US 11,899,099 B2
Early fusion of camera and radar frames
Radhika Dilip Gowaikar, San Diego, CA (US); Ravi Teja Sukhavasi, La Jolla, CA (US); Daniel Hendricus Franciscus Fontijne, Haarlem (NL); Bence Major, Amsterdam (NL); Amin Ansari, San Diego, CA (US); Teck Yian Lim, Urbana, IL (US); Sundar Subramanian, San Diego, CA (US); and Xinzhou Wu, San Diego, CA (US)
Assigned to QUALCOMM Incorporated, San Diego, CA (US)
Filed by QUALCOMM Incorporated, San Diego, CA (US)
Filed on Nov. 27, 2019, as Appl. No. 16/698,601.
Claims priority of provisional application 62/774,020, filed on Nov. 30, 2018.
Prior Publication US 2020/0175315 A1, Jun. 4, 2020
Int. Cl. G01S 13/931 (2020.01); G01S 7/41 (2006.01); G01S 13/86 (2006.01); G05D 1/00 (2006.01); G05D 1/02 (2020.01); G06T 7/60 (2017.01); G06V 20/56 (2022.01); G06F 18/25 (2023.01); G06F 18/22 (2023.01); G06F 18/213 (2023.01); G06V 10/80 (2022.01)

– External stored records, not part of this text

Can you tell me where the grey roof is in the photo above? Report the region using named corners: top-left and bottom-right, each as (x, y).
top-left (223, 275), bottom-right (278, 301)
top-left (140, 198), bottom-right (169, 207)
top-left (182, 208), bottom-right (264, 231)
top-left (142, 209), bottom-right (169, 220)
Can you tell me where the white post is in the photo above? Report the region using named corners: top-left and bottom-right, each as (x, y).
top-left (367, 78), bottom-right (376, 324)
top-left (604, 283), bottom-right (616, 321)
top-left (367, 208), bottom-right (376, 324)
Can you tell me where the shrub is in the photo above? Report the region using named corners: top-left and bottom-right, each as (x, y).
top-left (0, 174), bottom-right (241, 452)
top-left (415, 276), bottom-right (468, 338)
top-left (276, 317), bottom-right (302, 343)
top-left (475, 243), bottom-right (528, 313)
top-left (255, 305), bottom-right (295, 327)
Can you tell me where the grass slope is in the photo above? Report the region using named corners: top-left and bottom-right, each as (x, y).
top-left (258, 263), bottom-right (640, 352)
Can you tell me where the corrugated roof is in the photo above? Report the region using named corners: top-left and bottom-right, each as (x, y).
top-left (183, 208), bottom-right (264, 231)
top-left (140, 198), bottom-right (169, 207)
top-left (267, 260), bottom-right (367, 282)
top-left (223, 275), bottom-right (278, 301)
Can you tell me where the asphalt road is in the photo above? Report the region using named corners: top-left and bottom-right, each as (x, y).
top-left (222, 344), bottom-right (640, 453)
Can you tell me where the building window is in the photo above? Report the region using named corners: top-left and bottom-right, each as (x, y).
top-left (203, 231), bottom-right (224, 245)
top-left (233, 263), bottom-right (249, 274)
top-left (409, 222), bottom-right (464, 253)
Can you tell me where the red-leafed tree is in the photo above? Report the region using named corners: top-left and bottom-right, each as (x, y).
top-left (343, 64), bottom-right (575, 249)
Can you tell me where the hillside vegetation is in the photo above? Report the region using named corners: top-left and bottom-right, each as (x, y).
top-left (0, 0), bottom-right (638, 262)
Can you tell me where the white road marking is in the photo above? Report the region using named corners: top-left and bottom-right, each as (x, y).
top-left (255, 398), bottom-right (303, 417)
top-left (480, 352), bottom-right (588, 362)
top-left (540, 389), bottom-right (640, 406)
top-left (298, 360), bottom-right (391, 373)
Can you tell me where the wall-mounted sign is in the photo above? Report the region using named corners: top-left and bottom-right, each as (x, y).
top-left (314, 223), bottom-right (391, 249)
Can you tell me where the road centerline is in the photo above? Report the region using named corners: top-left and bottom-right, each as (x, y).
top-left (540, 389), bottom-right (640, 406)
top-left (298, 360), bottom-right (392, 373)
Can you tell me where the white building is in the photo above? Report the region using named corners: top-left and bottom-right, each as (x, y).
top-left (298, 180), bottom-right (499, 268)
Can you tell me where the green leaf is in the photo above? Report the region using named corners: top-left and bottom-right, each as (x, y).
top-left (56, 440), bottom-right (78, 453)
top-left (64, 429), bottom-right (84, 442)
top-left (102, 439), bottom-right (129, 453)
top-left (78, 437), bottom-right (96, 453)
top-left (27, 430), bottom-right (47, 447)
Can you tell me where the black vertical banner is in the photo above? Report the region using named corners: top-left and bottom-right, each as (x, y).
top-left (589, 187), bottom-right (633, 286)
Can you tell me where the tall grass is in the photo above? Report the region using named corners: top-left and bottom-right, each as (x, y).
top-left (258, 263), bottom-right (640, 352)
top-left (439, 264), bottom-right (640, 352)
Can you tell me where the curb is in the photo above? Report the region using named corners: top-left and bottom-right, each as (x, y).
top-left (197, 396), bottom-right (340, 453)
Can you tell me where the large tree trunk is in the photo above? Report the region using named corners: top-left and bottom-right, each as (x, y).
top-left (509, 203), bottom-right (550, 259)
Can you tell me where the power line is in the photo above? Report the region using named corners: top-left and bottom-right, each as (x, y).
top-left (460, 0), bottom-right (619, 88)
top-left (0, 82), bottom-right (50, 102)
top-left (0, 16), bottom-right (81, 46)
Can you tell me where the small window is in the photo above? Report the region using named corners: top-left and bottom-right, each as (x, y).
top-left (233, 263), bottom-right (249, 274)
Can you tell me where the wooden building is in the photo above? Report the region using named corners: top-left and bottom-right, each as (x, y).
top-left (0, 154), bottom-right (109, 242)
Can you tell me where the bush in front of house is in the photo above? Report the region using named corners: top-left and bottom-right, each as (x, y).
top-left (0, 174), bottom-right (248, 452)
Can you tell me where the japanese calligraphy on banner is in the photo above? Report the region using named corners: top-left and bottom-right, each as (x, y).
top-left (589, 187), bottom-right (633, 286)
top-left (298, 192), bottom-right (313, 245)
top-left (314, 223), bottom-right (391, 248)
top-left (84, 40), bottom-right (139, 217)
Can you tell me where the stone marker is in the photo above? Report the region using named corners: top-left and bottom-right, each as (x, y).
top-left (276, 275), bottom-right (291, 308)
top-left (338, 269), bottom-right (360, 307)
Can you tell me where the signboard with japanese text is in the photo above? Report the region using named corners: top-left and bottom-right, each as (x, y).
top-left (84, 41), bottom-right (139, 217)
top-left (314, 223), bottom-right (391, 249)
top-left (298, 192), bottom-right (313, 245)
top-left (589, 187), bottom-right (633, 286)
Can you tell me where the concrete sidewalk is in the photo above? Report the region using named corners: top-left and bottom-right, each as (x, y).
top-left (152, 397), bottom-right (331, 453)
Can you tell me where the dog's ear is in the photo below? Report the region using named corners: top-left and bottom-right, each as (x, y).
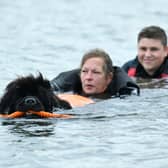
top-left (0, 90), bottom-right (15, 114)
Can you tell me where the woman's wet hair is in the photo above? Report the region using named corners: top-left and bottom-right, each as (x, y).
top-left (80, 48), bottom-right (114, 75)
top-left (137, 26), bottom-right (167, 46)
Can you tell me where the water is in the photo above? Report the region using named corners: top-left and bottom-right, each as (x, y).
top-left (0, 0), bottom-right (168, 168)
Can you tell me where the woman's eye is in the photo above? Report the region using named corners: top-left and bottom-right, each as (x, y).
top-left (81, 70), bottom-right (87, 73)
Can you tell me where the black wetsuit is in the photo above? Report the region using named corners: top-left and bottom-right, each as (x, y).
top-left (122, 57), bottom-right (168, 79)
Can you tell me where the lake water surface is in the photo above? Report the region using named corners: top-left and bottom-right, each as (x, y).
top-left (0, 0), bottom-right (168, 168)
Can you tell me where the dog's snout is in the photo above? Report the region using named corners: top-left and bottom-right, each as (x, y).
top-left (24, 97), bottom-right (37, 105)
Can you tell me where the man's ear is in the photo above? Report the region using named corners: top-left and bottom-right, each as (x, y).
top-left (165, 46), bottom-right (168, 57)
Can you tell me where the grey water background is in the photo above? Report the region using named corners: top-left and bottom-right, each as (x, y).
top-left (0, 0), bottom-right (168, 168)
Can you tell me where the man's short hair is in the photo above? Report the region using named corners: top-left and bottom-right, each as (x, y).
top-left (137, 26), bottom-right (167, 46)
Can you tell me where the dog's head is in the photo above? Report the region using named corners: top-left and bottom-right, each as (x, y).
top-left (0, 74), bottom-right (71, 114)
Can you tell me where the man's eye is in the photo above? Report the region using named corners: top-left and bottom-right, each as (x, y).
top-left (140, 47), bottom-right (146, 51)
top-left (93, 71), bottom-right (100, 74)
top-left (151, 47), bottom-right (159, 51)
top-left (81, 70), bottom-right (87, 73)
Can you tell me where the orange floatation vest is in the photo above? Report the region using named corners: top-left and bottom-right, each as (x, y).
top-left (0, 94), bottom-right (94, 119)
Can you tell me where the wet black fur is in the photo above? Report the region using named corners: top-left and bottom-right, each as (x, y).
top-left (0, 73), bottom-right (71, 114)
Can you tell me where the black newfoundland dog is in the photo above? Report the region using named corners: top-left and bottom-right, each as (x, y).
top-left (0, 73), bottom-right (71, 116)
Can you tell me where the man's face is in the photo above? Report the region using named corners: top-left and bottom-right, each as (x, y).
top-left (138, 38), bottom-right (167, 75)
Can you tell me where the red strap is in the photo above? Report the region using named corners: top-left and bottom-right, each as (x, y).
top-left (160, 73), bottom-right (168, 78)
top-left (128, 68), bottom-right (136, 77)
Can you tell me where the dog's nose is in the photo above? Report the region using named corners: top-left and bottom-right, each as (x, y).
top-left (24, 97), bottom-right (37, 106)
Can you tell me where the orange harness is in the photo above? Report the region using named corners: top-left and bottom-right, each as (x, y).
top-left (0, 111), bottom-right (72, 118)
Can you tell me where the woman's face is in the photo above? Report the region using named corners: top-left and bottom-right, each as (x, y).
top-left (80, 57), bottom-right (112, 95)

CPC G01S 13/931 (2013.01) [G01S 7/417 (2013.01); G01S 13/867 (2013.01); G05D 1/0088 (2013.01); G05D 1/0231 (2013.01); G05D 1/0257 (2013.01); G06F 18/213 (2023.01); G06F 18/22 (2023.01); G06F 18/253 (2023.01); G06T 7/60 (2013.01); G06V 10/80 (2022.01); G06V 20/56 (2022.01); G01S 2013/9318 (2020.01); G01S 2013/9319 (2020.01); G01S 2013/9321 (2013.01); G01S 2013/93185 (2020.01); G01S 2013/93276 (2020.01); G05D 2201/0213 (2013.01); G06T 2207/10044 (2013.01); G06T 2207/30252 (2013.01)] 28 Claims
OG exemplary drawing
 
1. A method of performing early fusion of camera and radar frames to perform object detection in one or more spatial domains performed by an on-board computer of a host vehicle, comprising:
receiving, from a camera sensor of the host vehicle, a plurality of camera frames;
receiving, from a radar sensor of the host vehicle, a plurality of radar frames;
performing a camera feature extraction process on a first camera frame of the plurality of camera frames to generate a first camera feature map;
performing a radar feature extraction process on a first radar frame of the plurality of radar frames to generate a first radar feature map, wherein the first radar frame corresponds in time to the first camera frame;
converting the first camera feature map, the first radar feature map, or both to a common spatial domain;
concatenating the first radar feature map and the first camera feature map to generate a first concatenated feature map in the common spatial domain;
performing object detection on the first concatenated feature map to detect one or more objects in the first concatenated feature map without performing object detection on the first camera feature map or the first radar feature map; and
estimating a width, length, or both of the one or more objects in a bird's eye view, after inverse perspective mapping, based on a bounding box in the first camera frame encapsulating each of the one or more objects.